La La Land opens with a bang. Stuck in the gridlock of the Los Angeles freeways, hopefuls and dreamers start bursting out of their cars. They dance throughout the maze of vehicles, singing of their quest to reach stardom and fame in the city of angels. Soon the entire highway is engaged in the spontaneous musical number and the audience can’t help but grin. The number doesn’t succeed in spite of the camp, it succeeds because of it. Yet just as quickly as it begins, everyone gets back in their cars and regular life resumes. California is in the season of winter; it does not show.
Mia Dolan (Emma Stone) has been in Los Angeles for the last six years. She has been dreaming of acting for a far longer time. Yet, in La La Land, she finds herself auditioning for the same bit parts repeatedly. She disappears into a sea of other women with the same goals and the same dreams. Mia Dolan has been in Los Angeles for the last six years, and the closest she has come to Hollywood is that she works as a barista on the Warner Brothers lot.
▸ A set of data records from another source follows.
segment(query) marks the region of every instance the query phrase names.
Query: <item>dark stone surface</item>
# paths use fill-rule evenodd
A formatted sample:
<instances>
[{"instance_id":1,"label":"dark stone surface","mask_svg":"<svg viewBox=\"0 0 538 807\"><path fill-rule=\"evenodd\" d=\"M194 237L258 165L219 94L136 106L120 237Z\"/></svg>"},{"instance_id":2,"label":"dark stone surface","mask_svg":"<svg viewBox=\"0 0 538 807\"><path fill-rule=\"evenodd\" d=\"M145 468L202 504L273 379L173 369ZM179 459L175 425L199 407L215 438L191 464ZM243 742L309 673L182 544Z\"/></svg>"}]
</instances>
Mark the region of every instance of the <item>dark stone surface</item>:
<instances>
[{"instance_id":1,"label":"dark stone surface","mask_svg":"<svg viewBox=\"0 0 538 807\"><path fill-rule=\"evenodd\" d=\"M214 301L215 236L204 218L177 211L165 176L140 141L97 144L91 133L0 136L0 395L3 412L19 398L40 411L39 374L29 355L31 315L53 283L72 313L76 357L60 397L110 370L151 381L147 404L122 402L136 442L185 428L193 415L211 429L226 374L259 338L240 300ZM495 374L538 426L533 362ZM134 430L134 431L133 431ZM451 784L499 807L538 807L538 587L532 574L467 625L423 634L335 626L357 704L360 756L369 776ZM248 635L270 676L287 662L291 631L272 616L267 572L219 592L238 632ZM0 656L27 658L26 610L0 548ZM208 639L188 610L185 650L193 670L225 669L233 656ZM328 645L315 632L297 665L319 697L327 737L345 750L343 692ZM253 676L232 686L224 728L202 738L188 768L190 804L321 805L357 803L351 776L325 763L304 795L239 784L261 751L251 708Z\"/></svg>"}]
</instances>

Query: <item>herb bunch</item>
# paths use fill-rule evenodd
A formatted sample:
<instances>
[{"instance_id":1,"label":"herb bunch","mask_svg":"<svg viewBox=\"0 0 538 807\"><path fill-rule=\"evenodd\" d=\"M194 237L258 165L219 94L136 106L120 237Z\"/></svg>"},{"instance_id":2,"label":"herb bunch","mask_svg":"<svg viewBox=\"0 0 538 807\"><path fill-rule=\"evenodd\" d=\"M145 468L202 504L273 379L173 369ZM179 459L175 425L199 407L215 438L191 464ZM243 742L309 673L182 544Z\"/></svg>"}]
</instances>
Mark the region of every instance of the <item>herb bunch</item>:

Sebastian Wilder (Ryan Gosling) is a pianist with a love affair for classic jazz. He dreams of opening his own club in the vein of Bud Powell and Thelonious Monk, where he is unrestricted in the music he is able to play. Until then, he lives in a bare-bones apartment, dodging bills and playing mind-numbing holiday sets in a restaurant.
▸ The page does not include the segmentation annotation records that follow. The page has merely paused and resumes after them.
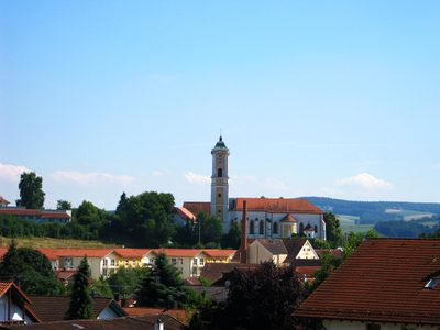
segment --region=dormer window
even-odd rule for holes
[[[427,290],[433,290],[439,283],[440,283],[440,276],[432,277],[431,279],[428,280],[428,283],[425,285],[424,288]]]

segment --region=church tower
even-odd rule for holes
[[[219,141],[211,151],[212,176],[211,176],[211,216],[218,216],[223,223],[228,215],[228,156],[229,148],[220,135]]]

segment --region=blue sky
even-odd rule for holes
[[[2,1],[0,195],[440,201],[439,1]]]

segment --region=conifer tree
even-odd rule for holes
[[[87,257],[81,260],[78,272],[74,276],[74,285],[70,295],[70,306],[67,318],[90,319],[94,316],[94,301],[89,288],[90,267]]]
[[[141,280],[136,292],[138,306],[161,306],[173,308],[187,300],[187,292],[178,271],[160,253],[154,266]]]

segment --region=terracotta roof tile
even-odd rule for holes
[[[243,200],[248,202],[248,211],[264,211],[273,213],[314,213],[323,211],[302,198],[237,198],[237,211],[243,210]]]
[[[294,316],[439,326],[439,270],[440,240],[367,239]]]
[[[211,202],[209,201],[185,201],[184,208],[189,210],[196,217],[204,212],[207,216],[211,216]]]

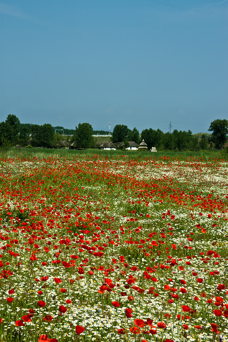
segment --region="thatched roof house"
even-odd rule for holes
[[[128,147],[128,150],[137,150],[138,147],[139,146],[137,143],[135,143],[134,141],[128,141],[129,144],[129,147]]]
[[[108,143],[108,142],[104,141],[100,146],[100,149],[116,149],[115,145],[112,143]]]
[[[148,149],[148,147],[147,147],[147,144],[144,141],[144,139],[143,139],[143,141],[142,143],[139,146],[138,148],[138,150],[139,150],[139,149],[140,149],[143,150],[146,150],[147,149]]]
[[[70,145],[68,143],[66,142],[66,140],[64,140],[62,143],[60,143],[59,146],[59,147],[66,147],[67,148],[69,148],[69,147]]]

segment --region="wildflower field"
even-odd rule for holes
[[[0,341],[228,341],[228,163],[138,155],[0,158]]]

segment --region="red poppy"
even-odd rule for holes
[[[120,334],[120,335],[124,335],[124,334],[126,333],[127,331],[126,329],[124,329],[123,328],[121,328],[121,329],[118,329],[117,330],[117,332],[118,334]]]
[[[81,325],[76,325],[76,326],[75,331],[77,335],[80,335],[80,334],[81,334],[84,330],[85,328]]]
[[[164,329],[166,327],[166,324],[164,322],[158,322],[157,325],[160,329]]]
[[[64,305],[59,305],[58,311],[60,312],[62,312],[63,313],[65,314],[67,310],[67,308],[65,307]]]
[[[44,335],[43,334],[41,335],[39,338],[38,342],[43,342],[44,341],[49,341],[49,339],[47,335]]]
[[[220,317],[223,314],[223,312],[221,310],[217,309],[217,310],[213,310],[213,311],[215,316],[217,316],[218,317]]]
[[[134,334],[141,333],[141,330],[138,327],[131,327],[130,328],[130,331]]]
[[[52,319],[53,319],[53,317],[51,315],[47,315],[46,316],[45,316],[43,318],[43,320],[44,322],[45,322],[46,321],[48,321],[48,322],[51,322]]]
[[[45,277],[41,277],[40,278],[40,280],[42,280],[42,281],[46,281],[48,279],[48,276],[45,276]]]
[[[184,312],[187,312],[190,310],[190,308],[187,305],[183,305],[181,307]]]
[[[31,320],[29,317],[30,316],[29,315],[25,315],[25,316],[22,316],[22,318],[24,322],[31,322]]]
[[[131,309],[128,308],[126,308],[125,309],[126,311],[126,317],[128,318],[130,318],[132,317],[132,315],[131,314],[132,312],[132,310]]]
[[[149,331],[152,335],[156,335],[157,333],[157,330],[155,329],[150,329]]]
[[[8,297],[8,298],[6,298],[6,300],[8,303],[12,303],[13,300],[13,298],[12,298],[12,297]]]
[[[15,325],[16,327],[23,327],[25,325],[25,324],[22,319],[20,319],[19,320],[16,321]]]
[[[37,305],[40,307],[44,307],[46,305],[46,303],[42,300],[39,300],[37,303]]]
[[[145,327],[146,325],[144,324],[144,321],[143,319],[135,319],[134,324],[135,325],[138,326],[140,328],[143,328],[144,327]]]
[[[54,280],[57,284],[59,284],[59,283],[62,282],[61,279],[59,279],[59,278],[54,278]]]
[[[115,301],[112,302],[112,306],[114,306],[114,307],[118,307],[120,305],[119,302]]]

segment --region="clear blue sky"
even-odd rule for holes
[[[228,119],[228,0],[9,0],[0,120],[207,132]]]

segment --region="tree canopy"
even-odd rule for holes
[[[210,140],[215,144],[215,148],[220,149],[224,147],[228,134],[228,121],[225,119],[214,120],[211,122],[208,130],[212,132]]]
[[[88,122],[79,123],[75,127],[76,132],[74,136],[77,146],[85,149],[93,147],[94,140],[92,136],[93,130],[91,125]]]
[[[116,125],[113,129],[112,141],[114,143],[125,141],[130,132],[126,125]]]

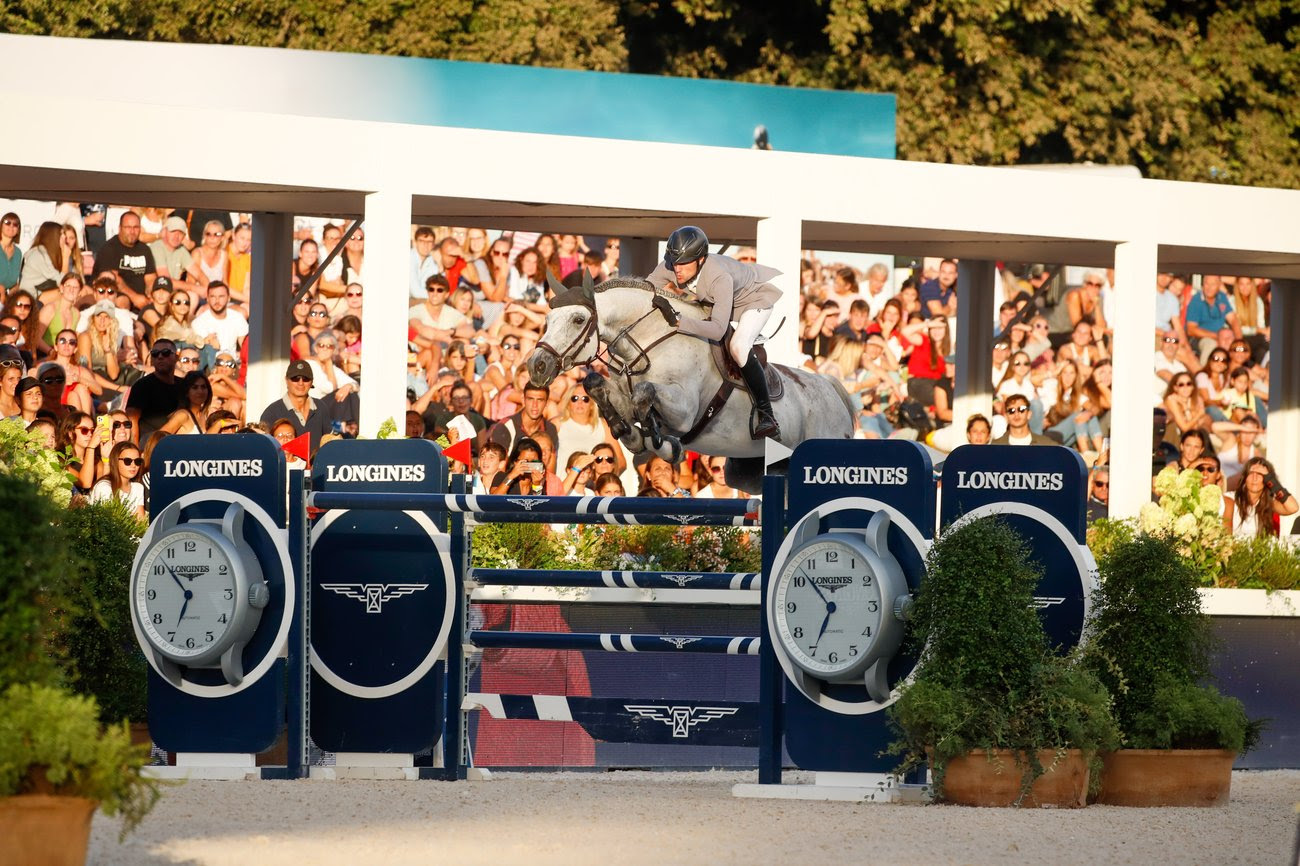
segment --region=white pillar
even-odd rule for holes
[[[1269,333],[1269,462],[1300,494],[1300,280],[1274,280]],[[1297,516],[1282,518],[1282,533]]]
[[[1156,335],[1153,241],[1115,246],[1110,406],[1110,516],[1135,518],[1150,502],[1152,363]]]
[[[953,377],[953,436],[966,441],[966,419],[993,413],[993,302],[997,265],[962,260],[957,267],[957,369]]]
[[[373,437],[387,419],[406,432],[411,194],[365,196],[365,306],[361,316],[361,424]]]
[[[248,398],[244,417],[256,421],[285,394],[289,332],[292,329],[290,273],[294,261],[294,215],[252,215],[250,274]]]
[[[767,359],[777,364],[798,367],[800,354],[800,261],[803,251],[803,221],[781,216],[758,221],[758,260],[781,272],[772,285],[781,290],[781,298],[767,320],[766,333],[772,333],[781,319],[780,333],[766,343]]]

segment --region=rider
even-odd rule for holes
[[[722,254],[708,255],[708,238],[703,230],[684,225],[668,235],[663,263],[647,277],[655,289],[673,282],[686,300],[712,304],[708,319],[682,319],[667,298],[655,295],[655,308],[682,334],[720,341],[727,326],[736,322],[728,348],[745,377],[745,385],[754,395],[754,408],[758,410],[755,440],[781,436],[781,428],[772,415],[772,399],[767,393],[763,368],[750,351],[772,315],[776,299],[781,296],[781,291],[768,282],[780,273],[775,268],[736,261]]]

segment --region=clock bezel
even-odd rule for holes
[[[146,573],[148,566],[156,562],[160,553],[169,545],[177,544],[183,536],[196,536],[212,544],[221,551],[221,555],[230,564],[228,576],[234,589],[233,610],[230,622],[216,636],[212,644],[205,644],[195,650],[178,648],[164,638],[150,620],[147,609],[147,592],[151,575]],[[248,603],[248,588],[254,583],[263,583],[261,567],[256,558],[247,557],[229,537],[217,527],[208,523],[178,523],[161,532],[144,550],[133,581],[134,614],[144,637],[155,653],[159,653],[169,662],[183,667],[217,667],[221,655],[234,644],[244,642],[256,631],[261,619],[261,610]]]

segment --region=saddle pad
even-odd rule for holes
[[[737,389],[749,394],[749,387],[745,385],[745,377],[741,376],[740,368],[736,367],[736,361],[732,359],[731,352],[727,351],[727,345],[731,342],[733,329],[728,328],[727,333],[723,334],[722,342],[710,342],[710,354],[714,358],[714,367],[718,368],[718,373],[725,378],[728,382],[734,385]],[[754,358],[763,367],[763,376],[767,378],[767,395],[775,403],[785,395],[785,378],[780,374],[776,367],[767,363],[767,350],[763,348],[762,343],[755,343]]]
Neither of these characters are happy where they are. They define themselves by their success in their fields, and therein lies their core; they wish to be artists of high stature. Where La La Land differs from other features is how their relationship bears upon their success as artists. The drive to push themselves beyond the limits of the world that tells them no is comparable to insanity. They wrestle with compromising either their dreams or their relationships in order to find their happiness. It is an undeniable fact that these individuals have force of will; they will bend and break everything around them if it gets them to where they want to be. The conflict in this film is that they do not know compromise.
It is very simple: they wish to be great. Just like Andrew in Whiplash, they are willing to push beyond what is healthy or sane in order to become ‘great’. The recurring theme that Damien Chazelle hits upon in his works is how toxic this pursuance is. If one is willing to break everything in their path to succeed, what happens when the thing in their path is the person they love? It would be easy if the unstoppable force met the immovable object. It would be easy if they were forced to a standstill and either was willing to compromise, but Chazelle puts it clearly that it will never be easy.
Justin Hurwitz, another veteran of Whiplash, executes the music of La La Land magically. The fusion of jazz with a choreographed musical seems impossible at first. The former is an impulsive and improvisational style. A musical, however, is carefully rehearsed and precise. The combination, by all assumptions, should not work. Yet the common theme with assumptions is how frequently they can be wrong. The ability of jazz to shift completely free-form has an almost inexplicable synergy with how characters behave in a musical. Of course a musical is like jazz; different characters break into their own songs at a whim and they push and pull against each other. As Sebastian puts it, “it’s conflict and it’s compromise, and it’s very, very exciting!”
What works so well for the songs is how little editing they’ve been put through in the mixing booth. The audience cannot find the traditional hallmarks of studio sound editing. None of the actors have been dubbed over, but rather their natural voices have been embraced. Live recordings of the two leads on the set represent some of the best pieces of the film. Sebastian and Mia feel real because they aren’t perfect singers, but are just people who happen to exist within a musical. Emma Stone as Mia Dolan is one of the most compelling performances this year.
La La Land is an emotional tribute to the fools who dream. It is a work of absolute beauty that leaves the audience speechless as the players dance amongst the stars. If the audience cannot sing the film’s praises, it is because the ending has forced them to tears and they are without words. La La Land is a film that is beyond compare in this season; Damien Chazelle bats two for two.